Nuevos hallazgos sobre la reacción de las células reparadoras de la mielina

Un estudio preclínico sugiere que la proteína NFIA es esencial para los astrocitos, las células cerebrales activas en la reparación y remielinización de la médula espinal

Una proteína conocida como factor nuclear I-A (NFIA) es clave para la reparación de la médula espinal y la posterior remielinización por parte de los astrocitos, las células más abundantes en el cerebro y las primeras que acuden a las zonas lesionadas. Son los últimos hallazgos en un estudio con animales en laboratorio.

En las lesiones cerebrales, la NFIA también es esencial para generar astrocitos reactivos, el estado que estas células asumen cuando responden a una lesión aguda o a una neurodegeneración debida a una enfermedad crónica. Pero aún no está claro si su papel en la enfermedad es beneficioso o dañino.

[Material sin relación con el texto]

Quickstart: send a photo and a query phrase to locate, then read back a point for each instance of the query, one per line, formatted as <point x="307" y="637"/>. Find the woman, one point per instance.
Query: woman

En parte, eso se debe a que los científicos aún no entienden cómo los astrocitos se regulan respecto a factores específicos de una enfermedad determinada, como la esclerosis múltiple. Los datos disponibles son aún escasos.

El estudio, «El factor nuclear I-A regula diversas respuestas reactivas de astrocitos después de una lesión del SNC«, se publicó en The Journal of Clinical Investigation.

Un equipo del Baylor College of Medicine se centró en el factor nuclear NFIA, pequeñas proteínas involucradas en la expresión génica, con un papel clave en el desarrollo de astrocitos e implicado en enfermedades neurológicas como el glioma y la lesión de la sustancia blanca (WMI). La NFIA también se ha encontrado en precursores de oligodendrocitos, las células que forman la mielina, el recubrimiento protector de las fibras nerviosas cuya degeneración es la causa de la esclerosis múltiple.

Utilizando tejido cerebral humano, los investigadores encontraron altos niveles de NFIA en los astrocitos reactivos en la esclerosis múltiple y en las lesiones por accidente cerebrovascular isquémico en recién nacidos.

En ratones con lesiones en la sustancia blanca (un modelo de esclerosis múltiple), y accidente cerebrovascular isquémico, los científicos también vieron que la NFIA tenía funciones específicas según el tipo de lesión.

Cuando eliminaron la NFIA en astrocitos de ratones, observaron que, en la médula espinal, se generaban astrocitos reactivos y migraban hacia la lesión, pero no reparaban la barrera hematoencefálica dañada, una barrera que protege al cerebro de la circulación sanguínea periférica. Esta fallo en la reparación también se asoció con remielinización tardía.

Del mismo modo, los ratones con accidente cerebrovascular isquémico en la corteza cerebral, la capa externa del cerebro, no pudieron reparar la lesión si carecían de NFIA.

En ambos casos, en la médula espinal y en la corteza cerebral, la lesión no se reparó adecuadamente, pero las razones subyacentes fueron diferentes.

«Los resultados fueron sorprendentes», dice Benjamin Deneen, PhD, autor principal del estudio y profesor de neurocirugía. «Hasta ahora, se pensaba que, independientemente del tipo de lesión o del lugar en el sistema nervioso central, los astrocitos reactivos responderían de la misma manera».

«Estos hallazgos sugieren que la función de la NFIA en los astrocitos reactivos depende del tipo de lesión y de la región cerebral en la que ocurre la lesión. En la corteza cerebral, la NFIA es crucial para producir astrocitos reactivos, mientras que en la médula espinal la NFIA es importante para sellar los vasos sanguíneos con fugas. Estos resultados sugieren una gran variedad de respuestas reactivas de astrocitos que varían según la forma y la ubicación de la lesión ”, agrega Deneen.

«Juntos, estos estudios descubren papeles críticos para la NFIA en los astrocitos reactivos, e ilustran cómo los factores específicos de la zona y de las lesiones dictan el espectro de las respuestas reactivas de los astrocitos», dicen los investigadores.

«Aunque nuestro estudio se realizó en ratones y se necesita más investigación, creemos que nuestros hallazgos pueden reflejar lo que ocurre en las personas, ya que la NFIA también está presente de manera abundante en los astrocitos reactivos en lesiones neurológicas pediátricas y adultas», dice Deneen.

El equipo de investigación también está interesado en estudiar el papel de la NFIA en enfermedades neurodegenerativas como el Alzheimer y el Parkinson.